Big Pharma All But Abandoning Antibiotic Research

August 30, 2012

30 Aug (Natural News.com) – The age of antibiotics is over. It’s history. There are no more patented chemical antibiotics in the pipeline. The drug companies have all but abandoned antibiotics research, leaving humanity to suffer the fate of a wave of drug-resistant bacteria — superbugs — that the drug companies actually helped create.

The industry is down to one last-ditch chemical: colistin, a toxic bug-killing chemical discovered in 1949. It kills superbugs, but it also causes kidney damage.
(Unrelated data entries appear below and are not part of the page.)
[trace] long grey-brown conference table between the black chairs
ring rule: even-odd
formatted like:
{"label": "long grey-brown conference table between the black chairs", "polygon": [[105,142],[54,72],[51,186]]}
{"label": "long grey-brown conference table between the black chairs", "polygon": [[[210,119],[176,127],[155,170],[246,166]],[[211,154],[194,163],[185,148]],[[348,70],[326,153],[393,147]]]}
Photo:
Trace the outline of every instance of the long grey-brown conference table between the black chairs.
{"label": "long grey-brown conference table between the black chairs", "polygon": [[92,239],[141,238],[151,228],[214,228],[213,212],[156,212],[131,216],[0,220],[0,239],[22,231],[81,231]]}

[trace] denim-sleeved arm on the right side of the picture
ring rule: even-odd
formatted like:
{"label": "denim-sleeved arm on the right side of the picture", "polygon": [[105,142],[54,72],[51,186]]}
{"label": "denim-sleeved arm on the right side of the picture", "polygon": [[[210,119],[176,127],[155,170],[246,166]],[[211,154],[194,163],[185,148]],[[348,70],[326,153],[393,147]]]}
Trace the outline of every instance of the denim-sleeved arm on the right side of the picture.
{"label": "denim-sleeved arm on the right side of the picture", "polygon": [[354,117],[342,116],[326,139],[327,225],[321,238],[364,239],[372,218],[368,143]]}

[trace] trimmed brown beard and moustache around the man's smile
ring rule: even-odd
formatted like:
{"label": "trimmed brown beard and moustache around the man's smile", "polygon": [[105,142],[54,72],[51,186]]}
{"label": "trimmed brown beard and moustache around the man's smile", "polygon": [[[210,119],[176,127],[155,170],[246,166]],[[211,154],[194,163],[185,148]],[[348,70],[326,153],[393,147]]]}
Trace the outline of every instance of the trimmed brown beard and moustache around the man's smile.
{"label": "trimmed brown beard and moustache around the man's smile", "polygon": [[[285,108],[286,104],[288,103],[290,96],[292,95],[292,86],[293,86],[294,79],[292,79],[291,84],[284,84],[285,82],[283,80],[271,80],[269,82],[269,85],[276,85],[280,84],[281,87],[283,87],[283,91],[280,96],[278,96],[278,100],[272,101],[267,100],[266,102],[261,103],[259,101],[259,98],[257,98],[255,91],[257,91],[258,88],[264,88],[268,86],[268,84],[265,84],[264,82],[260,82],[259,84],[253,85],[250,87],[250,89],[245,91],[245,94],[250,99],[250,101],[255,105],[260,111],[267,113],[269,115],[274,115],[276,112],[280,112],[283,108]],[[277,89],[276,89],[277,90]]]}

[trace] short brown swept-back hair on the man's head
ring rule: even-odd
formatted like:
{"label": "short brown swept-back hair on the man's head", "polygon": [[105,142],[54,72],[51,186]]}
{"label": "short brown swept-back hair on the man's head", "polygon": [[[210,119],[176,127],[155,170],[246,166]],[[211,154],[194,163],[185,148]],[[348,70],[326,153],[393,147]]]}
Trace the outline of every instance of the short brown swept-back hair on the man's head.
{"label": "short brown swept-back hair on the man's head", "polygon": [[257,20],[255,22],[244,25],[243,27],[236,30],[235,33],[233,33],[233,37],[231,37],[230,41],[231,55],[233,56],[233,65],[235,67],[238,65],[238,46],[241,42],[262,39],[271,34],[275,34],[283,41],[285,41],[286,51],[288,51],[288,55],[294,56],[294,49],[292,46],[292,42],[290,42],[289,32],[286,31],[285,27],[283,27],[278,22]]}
So if you’re infected with a superbug in a hospital, you can choose to either die from an infection, or die from the cure.
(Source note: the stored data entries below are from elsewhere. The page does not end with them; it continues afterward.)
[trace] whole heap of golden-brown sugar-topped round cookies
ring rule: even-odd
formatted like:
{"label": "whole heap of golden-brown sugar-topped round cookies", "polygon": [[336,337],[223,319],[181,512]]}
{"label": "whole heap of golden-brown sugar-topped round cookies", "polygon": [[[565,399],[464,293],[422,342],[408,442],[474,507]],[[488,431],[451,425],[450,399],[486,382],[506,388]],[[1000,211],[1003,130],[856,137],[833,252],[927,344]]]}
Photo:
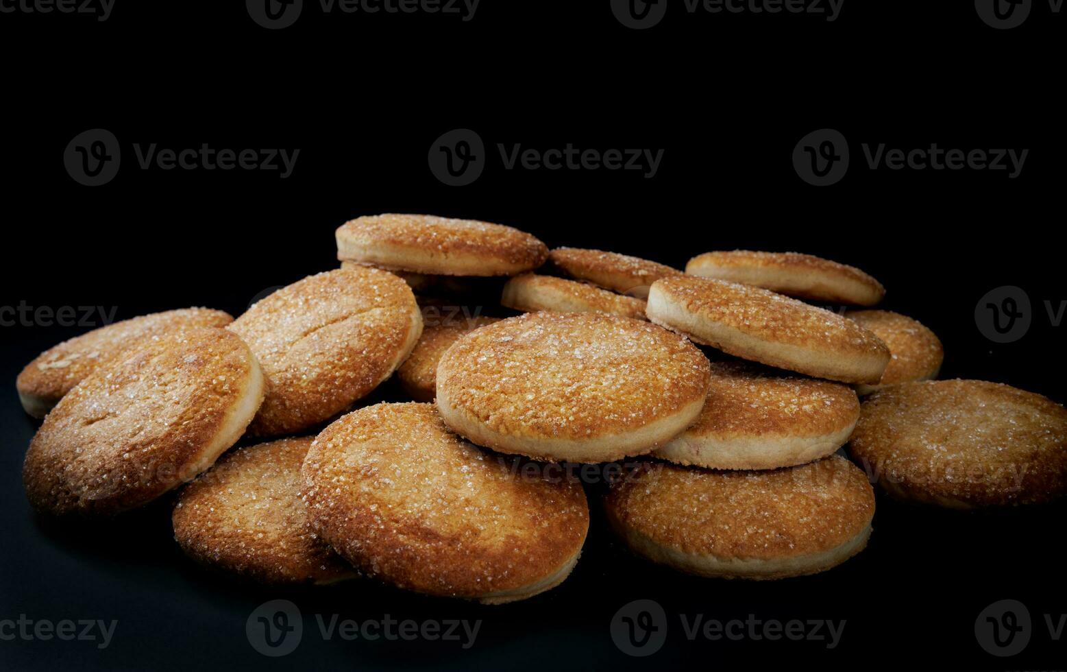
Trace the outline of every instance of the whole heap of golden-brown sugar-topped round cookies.
{"label": "whole heap of golden-brown sugar-topped round cookies", "polygon": [[[107,517],[180,487],[175,537],[207,565],[496,604],[578,560],[587,497],[560,463],[626,460],[604,497],[619,537],[710,577],[844,562],[871,534],[872,481],[960,509],[1067,491],[1067,411],[934,380],[937,337],[870,310],[885,290],[851,266],[730,251],[683,271],[412,215],[336,240],[340,268],[236,319],[146,315],[31,362],[33,506]],[[520,314],[425,319],[487,291]],[[391,378],[414,401],[351,410]]]}

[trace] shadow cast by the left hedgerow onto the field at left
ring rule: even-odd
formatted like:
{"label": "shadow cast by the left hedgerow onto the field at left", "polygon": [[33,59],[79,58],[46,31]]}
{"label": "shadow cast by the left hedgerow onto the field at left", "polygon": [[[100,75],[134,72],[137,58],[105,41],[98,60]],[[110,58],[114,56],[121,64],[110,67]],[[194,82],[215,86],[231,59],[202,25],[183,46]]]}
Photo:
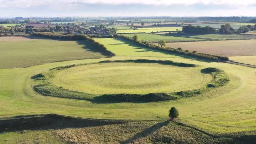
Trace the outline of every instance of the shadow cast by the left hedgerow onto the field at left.
{"label": "shadow cast by the left hedgerow onto the field at left", "polygon": [[84,40],[76,41],[76,40],[67,40],[67,39],[42,38],[42,37],[34,37],[34,36],[22,36],[22,37],[29,38],[29,39],[47,39],[47,40],[52,40],[52,41],[75,41],[76,44],[82,45],[83,46],[82,48],[85,49],[86,52],[100,53],[102,55],[109,56],[105,52],[102,52],[101,50],[95,49],[93,44],[91,44],[89,42],[86,42]]}

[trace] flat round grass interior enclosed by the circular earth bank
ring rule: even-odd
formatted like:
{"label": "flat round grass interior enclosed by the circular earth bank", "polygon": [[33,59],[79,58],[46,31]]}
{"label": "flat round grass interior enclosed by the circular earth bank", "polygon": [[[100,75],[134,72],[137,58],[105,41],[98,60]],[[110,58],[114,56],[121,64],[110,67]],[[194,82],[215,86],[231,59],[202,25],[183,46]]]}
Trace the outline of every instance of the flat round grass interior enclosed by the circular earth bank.
{"label": "flat round grass interior enclosed by the circular earth bank", "polygon": [[212,76],[202,74],[200,68],[110,63],[62,70],[52,83],[90,94],[148,94],[198,89],[211,80]]}

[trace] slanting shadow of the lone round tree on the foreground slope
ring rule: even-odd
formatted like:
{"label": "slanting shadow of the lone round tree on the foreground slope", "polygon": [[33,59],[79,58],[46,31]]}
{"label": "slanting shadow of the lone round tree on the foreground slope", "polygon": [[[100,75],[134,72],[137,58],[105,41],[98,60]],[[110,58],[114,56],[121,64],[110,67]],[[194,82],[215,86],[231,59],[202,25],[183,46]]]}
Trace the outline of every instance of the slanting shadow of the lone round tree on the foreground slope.
{"label": "slanting shadow of the lone round tree on the foreground slope", "polygon": [[140,139],[142,137],[146,137],[146,136],[152,134],[153,132],[155,132],[156,130],[160,129],[161,127],[168,125],[169,123],[170,123],[170,121],[157,123],[154,126],[151,126],[147,129],[143,130],[142,132],[135,134],[133,137],[128,138],[127,140],[124,140],[123,142],[120,142],[120,143],[121,144],[133,143],[134,140]]}

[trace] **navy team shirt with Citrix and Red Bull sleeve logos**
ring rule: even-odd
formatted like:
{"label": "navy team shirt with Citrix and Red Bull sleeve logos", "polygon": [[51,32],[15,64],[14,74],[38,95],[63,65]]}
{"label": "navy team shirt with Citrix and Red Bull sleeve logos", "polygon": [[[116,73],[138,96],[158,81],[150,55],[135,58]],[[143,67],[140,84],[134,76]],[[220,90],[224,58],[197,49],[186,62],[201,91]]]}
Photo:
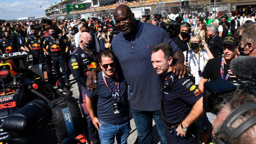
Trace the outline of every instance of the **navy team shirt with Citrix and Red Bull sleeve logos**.
{"label": "navy team shirt with Citrix and Red Bull sleeve logos", "polygon": [[[168,72],[163,75],[163,79],[168,79],[172,75],[172,71]],[[179,123],[181,123],[202,96],[203,92],[198,89],[189,76],[174,79],[172,88],[168,92],[164,92],[162,96],[165,118],[171,122],[180,118]]]}

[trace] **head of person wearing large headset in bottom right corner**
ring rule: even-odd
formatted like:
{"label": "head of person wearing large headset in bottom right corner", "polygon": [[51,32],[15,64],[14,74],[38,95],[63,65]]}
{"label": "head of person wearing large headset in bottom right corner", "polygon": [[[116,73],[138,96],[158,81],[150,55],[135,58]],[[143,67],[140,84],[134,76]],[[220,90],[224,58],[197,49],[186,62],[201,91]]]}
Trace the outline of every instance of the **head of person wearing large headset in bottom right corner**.
{"label": "head of person wearing large headset in bottom right corner", "polygon": [[[220,112],[213,121],[212,143],[255,143],[255,105],[256,99],[242,92],[235,94],[227,104],[221,105]],[[251,120],[251,123],[248,120]],[[228,125],[230,122],[232,126]]]}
…There’s a lot of that going on in medicine these days, it seems…

NEARLY ALL ANTIBIOTICS ARE NOW OBSOLETE

In the last 34 years, Big Pharma has only come up with two new classes of antibiotics. Both are now obsolete. And the drug companies are walking away from the research needed to produce new antibiotics even as they run television ads claiming they “put patients first.”
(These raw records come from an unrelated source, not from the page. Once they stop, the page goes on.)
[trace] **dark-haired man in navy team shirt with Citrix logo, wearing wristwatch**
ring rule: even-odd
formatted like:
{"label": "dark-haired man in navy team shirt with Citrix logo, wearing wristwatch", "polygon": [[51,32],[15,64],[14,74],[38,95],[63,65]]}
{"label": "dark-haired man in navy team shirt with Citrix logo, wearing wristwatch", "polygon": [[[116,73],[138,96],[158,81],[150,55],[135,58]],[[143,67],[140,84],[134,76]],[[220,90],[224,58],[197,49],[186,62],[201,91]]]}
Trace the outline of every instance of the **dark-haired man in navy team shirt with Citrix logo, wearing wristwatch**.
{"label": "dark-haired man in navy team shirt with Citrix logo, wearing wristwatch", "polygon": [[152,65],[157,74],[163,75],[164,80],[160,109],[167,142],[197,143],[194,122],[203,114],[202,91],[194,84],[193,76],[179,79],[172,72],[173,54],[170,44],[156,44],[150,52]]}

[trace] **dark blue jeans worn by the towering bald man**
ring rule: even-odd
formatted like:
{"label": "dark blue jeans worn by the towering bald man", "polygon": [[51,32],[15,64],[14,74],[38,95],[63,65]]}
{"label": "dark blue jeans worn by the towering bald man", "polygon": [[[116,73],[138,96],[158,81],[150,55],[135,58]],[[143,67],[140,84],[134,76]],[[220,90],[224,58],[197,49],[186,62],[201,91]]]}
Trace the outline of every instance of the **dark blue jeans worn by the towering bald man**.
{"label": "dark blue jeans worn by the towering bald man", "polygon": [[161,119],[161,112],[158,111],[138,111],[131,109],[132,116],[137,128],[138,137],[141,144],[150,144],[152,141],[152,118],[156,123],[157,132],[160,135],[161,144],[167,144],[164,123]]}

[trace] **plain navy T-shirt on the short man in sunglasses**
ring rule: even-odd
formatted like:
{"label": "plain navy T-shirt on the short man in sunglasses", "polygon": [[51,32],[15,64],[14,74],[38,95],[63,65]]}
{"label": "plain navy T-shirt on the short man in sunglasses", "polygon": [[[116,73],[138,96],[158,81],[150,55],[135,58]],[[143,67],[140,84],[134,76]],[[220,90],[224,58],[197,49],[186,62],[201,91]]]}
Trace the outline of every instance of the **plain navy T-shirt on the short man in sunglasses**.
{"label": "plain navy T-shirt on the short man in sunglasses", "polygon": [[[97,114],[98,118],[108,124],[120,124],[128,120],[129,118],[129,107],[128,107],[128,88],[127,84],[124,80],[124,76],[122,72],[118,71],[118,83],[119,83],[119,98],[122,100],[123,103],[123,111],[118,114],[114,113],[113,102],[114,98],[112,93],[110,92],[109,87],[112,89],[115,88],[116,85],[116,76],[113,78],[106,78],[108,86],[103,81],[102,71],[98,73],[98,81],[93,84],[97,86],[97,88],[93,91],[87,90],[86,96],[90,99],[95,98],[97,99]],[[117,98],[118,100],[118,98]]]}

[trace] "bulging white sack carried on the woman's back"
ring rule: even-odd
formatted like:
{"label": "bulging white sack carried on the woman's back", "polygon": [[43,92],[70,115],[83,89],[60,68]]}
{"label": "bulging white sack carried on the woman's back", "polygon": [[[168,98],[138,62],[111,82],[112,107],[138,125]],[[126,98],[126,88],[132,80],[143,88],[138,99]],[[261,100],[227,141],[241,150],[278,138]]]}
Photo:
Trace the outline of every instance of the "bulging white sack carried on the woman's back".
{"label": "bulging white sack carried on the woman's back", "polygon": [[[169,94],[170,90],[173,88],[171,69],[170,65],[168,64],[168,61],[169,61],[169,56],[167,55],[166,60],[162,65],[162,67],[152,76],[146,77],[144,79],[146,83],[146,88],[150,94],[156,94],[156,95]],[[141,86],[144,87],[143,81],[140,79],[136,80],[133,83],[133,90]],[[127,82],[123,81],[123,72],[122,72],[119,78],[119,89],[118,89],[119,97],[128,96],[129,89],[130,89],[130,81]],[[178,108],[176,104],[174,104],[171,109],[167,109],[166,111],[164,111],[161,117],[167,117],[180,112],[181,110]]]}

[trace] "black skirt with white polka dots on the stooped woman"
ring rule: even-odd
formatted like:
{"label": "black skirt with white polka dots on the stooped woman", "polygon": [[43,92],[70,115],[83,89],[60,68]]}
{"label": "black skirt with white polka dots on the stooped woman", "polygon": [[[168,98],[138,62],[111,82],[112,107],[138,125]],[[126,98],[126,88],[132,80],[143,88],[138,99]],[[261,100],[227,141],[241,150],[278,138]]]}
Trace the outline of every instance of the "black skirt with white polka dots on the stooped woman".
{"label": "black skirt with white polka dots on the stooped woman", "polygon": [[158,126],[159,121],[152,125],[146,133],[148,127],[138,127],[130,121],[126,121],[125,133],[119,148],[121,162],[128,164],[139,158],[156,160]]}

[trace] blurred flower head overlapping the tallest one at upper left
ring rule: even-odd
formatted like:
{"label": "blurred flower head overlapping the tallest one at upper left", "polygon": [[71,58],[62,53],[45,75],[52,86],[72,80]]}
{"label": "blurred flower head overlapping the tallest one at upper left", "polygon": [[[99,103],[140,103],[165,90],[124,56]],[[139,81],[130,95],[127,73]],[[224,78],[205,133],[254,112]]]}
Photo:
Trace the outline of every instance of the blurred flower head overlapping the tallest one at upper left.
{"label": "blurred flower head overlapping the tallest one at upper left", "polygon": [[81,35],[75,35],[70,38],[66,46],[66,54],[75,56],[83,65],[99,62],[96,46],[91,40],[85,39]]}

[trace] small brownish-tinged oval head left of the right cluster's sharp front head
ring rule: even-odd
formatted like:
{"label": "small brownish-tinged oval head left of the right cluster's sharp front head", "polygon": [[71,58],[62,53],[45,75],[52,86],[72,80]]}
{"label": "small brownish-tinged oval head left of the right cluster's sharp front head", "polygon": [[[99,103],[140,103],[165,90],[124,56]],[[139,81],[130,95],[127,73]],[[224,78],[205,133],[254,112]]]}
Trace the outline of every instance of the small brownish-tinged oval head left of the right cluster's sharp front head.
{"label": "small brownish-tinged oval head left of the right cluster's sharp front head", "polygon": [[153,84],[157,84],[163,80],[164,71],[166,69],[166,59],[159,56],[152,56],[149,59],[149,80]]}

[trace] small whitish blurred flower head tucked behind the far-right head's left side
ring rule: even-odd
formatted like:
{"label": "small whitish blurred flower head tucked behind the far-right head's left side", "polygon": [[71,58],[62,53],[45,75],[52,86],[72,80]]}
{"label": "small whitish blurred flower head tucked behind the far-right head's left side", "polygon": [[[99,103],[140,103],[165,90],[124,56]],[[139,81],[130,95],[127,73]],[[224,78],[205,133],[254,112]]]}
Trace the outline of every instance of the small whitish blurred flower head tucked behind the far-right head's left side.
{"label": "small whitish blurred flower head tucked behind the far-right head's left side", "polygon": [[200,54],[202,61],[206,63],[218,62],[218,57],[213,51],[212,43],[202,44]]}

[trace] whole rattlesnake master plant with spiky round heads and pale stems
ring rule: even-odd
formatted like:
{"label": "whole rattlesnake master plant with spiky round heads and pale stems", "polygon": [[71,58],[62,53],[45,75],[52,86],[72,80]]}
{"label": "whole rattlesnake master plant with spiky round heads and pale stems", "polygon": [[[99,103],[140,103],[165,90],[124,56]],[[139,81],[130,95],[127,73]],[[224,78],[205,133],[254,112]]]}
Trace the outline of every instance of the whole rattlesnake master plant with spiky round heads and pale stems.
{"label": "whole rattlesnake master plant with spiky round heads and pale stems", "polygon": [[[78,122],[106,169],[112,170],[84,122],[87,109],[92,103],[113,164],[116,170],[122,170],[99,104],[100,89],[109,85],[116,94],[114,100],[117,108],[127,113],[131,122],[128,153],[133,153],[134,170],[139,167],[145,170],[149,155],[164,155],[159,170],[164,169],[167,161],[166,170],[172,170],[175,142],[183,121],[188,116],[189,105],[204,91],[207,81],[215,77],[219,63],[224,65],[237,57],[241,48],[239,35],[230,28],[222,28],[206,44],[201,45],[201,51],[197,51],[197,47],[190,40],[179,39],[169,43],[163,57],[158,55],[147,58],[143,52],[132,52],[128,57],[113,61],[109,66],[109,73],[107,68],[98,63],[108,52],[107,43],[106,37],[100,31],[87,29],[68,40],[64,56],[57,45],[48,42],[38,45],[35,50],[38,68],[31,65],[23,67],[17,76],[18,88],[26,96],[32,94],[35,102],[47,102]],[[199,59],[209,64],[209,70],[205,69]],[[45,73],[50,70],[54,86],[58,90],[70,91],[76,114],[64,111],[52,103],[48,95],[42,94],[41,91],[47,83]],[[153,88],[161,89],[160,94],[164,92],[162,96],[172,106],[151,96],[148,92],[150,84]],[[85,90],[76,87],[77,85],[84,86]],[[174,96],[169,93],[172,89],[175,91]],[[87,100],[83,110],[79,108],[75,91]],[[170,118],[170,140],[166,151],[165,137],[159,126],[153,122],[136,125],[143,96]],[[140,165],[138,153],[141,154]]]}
“Last year, Pfizer, the world’s biggest drug company, closed its Connecticut antibiotics research center, laying off 1,200 workers,” reports The Washington Post. “The company said it was moving the operation to Shanghai. …Pfizer is struggling to open the Chinese facility and has largely abandoned antibiotics.”

It turns out that drugs for erectile dysfunction, baldness or cholesterol are ten times more profitable than antibiotics. So while a wave of drug-resistant bacteria burns through our hospitals, killing patients by the tens of thousands, Big Pharma is far more interested in making sure some middle-aged guy on statin drugs can still get an erection. There are more profits to be had, after all, in giving people (erections) rather than cures.

CDC REPORTS 99,000 AMERICANS ARE KILLED BY SUPERBUGS

Meanwhile, superbugs are killing Americans at a rate that rivals wartime casualties. A decade ago, the CDC estimated that superbugs infected 1.7 million Americans and killed 99,000 Americans each year.

That’s about twice the number of Americans killed in the entire Vietnam War, by the way. And those numbers are a decade old. By many accounts, the superbug problem is far worse now than it was ten years ago. For example, superbug infections among newborns have risen over 300% in a similar timeframe.